Today I am going to the docter to see if my arm is broken its going ot be exiteing. (See. I told you.)

Thursday, April. 24.
Today it is almost resess so I can’t write very much. My mom likes it when I write in my juornal

Monday, April. 28.
Evere day my mom asks me what I rote in my journel. One day I told her I rote she was a pig. (The Daring One always had a “sense of humor.”)

Thursday, May. 1.
One boy named Ean we babysit and one boy named Ryan we babysit. Ryan is all oilers. Ean is all flames. All lunch hour they are fighting. (Do you follow Alberta NHL teams, by chance?)

Monday, May. 5.
I am glad the Flames won 8 to 2 now Ryan is going to want to be on the Flames side.

Tuesday, May. 20.
When I went to grandma’s house she gave Heather her 1st sowing mesheen and she gave me some slippers and a perm. (At least now I can spell it.)

Wednesday, May. 28.
My mom isgoing to be my bronies asistent leader but she has to come a half an hour late because of the baby siting kids (Mom was my Brownie leader for years.
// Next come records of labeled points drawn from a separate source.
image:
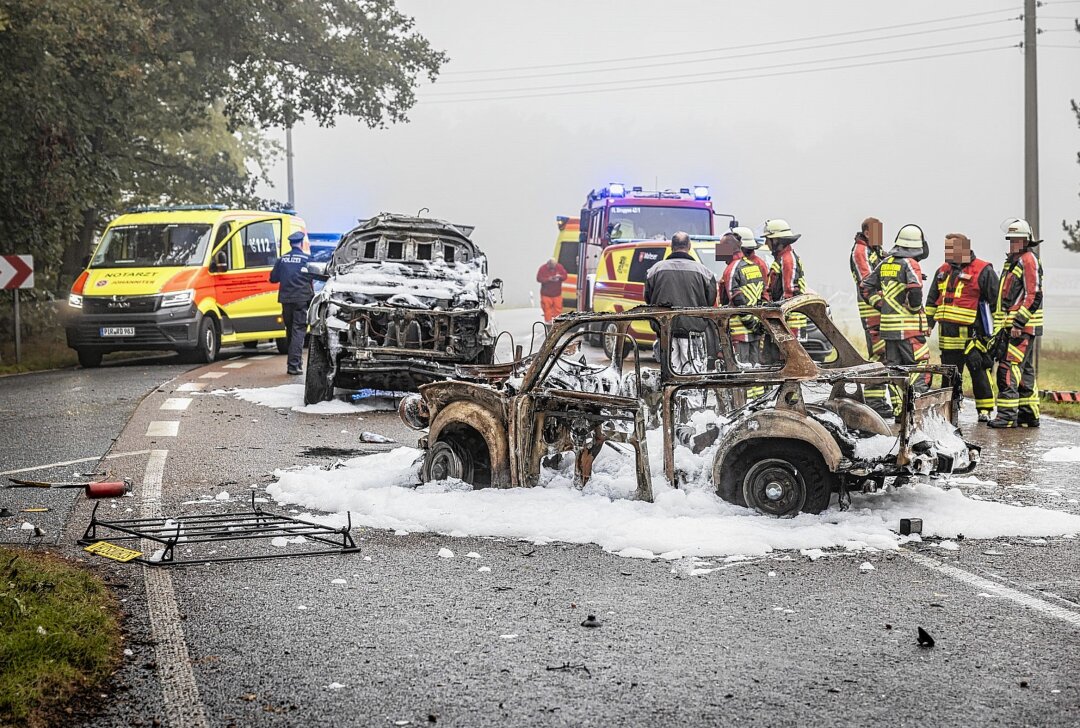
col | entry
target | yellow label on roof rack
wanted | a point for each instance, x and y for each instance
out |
(112, 551)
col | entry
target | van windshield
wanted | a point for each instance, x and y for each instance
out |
(646, 223)
(152, 245)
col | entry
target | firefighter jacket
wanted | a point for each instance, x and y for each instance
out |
(864, 259)
(1020, 295)
(786, 280)
(745, 286)
(895, 288)
(957, 291)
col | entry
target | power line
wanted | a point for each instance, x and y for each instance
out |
(730, 48)
(713, 73)
(740, 78)
(723, 57)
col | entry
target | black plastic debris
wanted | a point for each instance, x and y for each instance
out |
(925, 638)
(908, 526)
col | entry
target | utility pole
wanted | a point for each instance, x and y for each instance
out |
(288, 165)
(1030, 120)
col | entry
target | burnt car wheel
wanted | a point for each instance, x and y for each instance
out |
(319, 378)
(445, 461)
(784, 480)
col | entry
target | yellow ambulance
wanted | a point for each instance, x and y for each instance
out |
(187, 279)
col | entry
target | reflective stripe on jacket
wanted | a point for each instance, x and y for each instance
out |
(1020, 295)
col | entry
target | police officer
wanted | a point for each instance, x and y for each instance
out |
(294, 294)
(1017, 321)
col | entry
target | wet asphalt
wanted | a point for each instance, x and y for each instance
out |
(414, 637)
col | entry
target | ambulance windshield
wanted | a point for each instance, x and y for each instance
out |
(655, 223)
(152, 245)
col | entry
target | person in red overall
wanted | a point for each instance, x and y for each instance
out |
(1017, 321)
(550, 277)
(961, 288)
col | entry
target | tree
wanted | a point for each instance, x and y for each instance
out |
(106, 103)
(1072, 230)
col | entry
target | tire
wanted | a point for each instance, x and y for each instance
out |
(89, 359)
(445, 460)
(208, 344)
(805, 482)
(319, 377)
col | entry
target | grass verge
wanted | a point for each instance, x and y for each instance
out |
(59, 635)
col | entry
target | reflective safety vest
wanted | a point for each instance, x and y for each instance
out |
(786, 280)
(1020, 295)
(955, 293)
(864, 259)
(889, 287)
(745, 286)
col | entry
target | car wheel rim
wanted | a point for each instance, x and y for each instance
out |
(775, 488)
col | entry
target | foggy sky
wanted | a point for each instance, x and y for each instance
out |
(937, 142)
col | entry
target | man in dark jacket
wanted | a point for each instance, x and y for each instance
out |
(294, 294)
(678, 281)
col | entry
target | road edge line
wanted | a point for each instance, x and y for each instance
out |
(184, 708)
(995, 588)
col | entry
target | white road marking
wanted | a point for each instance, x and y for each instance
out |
(995, 588)
(163, 429)
(183, 703)
(71, 462)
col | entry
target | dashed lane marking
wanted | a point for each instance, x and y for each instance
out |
(995, 588)
(163, 429)
(71, 462)
(183, 702)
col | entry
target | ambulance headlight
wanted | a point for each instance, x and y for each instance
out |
(177, 298)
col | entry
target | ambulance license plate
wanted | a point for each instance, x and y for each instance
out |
(118, 331)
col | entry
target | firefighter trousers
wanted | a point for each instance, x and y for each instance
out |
(982, 385)
(907, 352)
(1017, 390)
(875, 394)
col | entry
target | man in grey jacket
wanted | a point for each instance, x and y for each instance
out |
(679, 281)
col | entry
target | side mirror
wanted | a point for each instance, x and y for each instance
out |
(316, 270)
(220, 263)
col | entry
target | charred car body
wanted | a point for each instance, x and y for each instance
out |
(406, 299)
(780, 436)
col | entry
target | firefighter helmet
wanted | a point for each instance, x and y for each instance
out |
(780, 230)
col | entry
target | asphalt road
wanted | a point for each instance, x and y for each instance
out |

She always babysat for other kids to help pay the bills.)

Thursday, May. 29.
Day after tomoro I am geting $4 and 50 cents for my allouwince and I am going to buy a water tank gun. (Wow! $4.50! That must have been SOME tank gun! Aren’t Canadians supposed to be peace-loving people?)

Friday, June. 6.Today I am sleeping over at my cosin Meridith’s house and my sister has to stay home with a hole bunch of grown ups that she dosen’t now. I feel sorrie for her.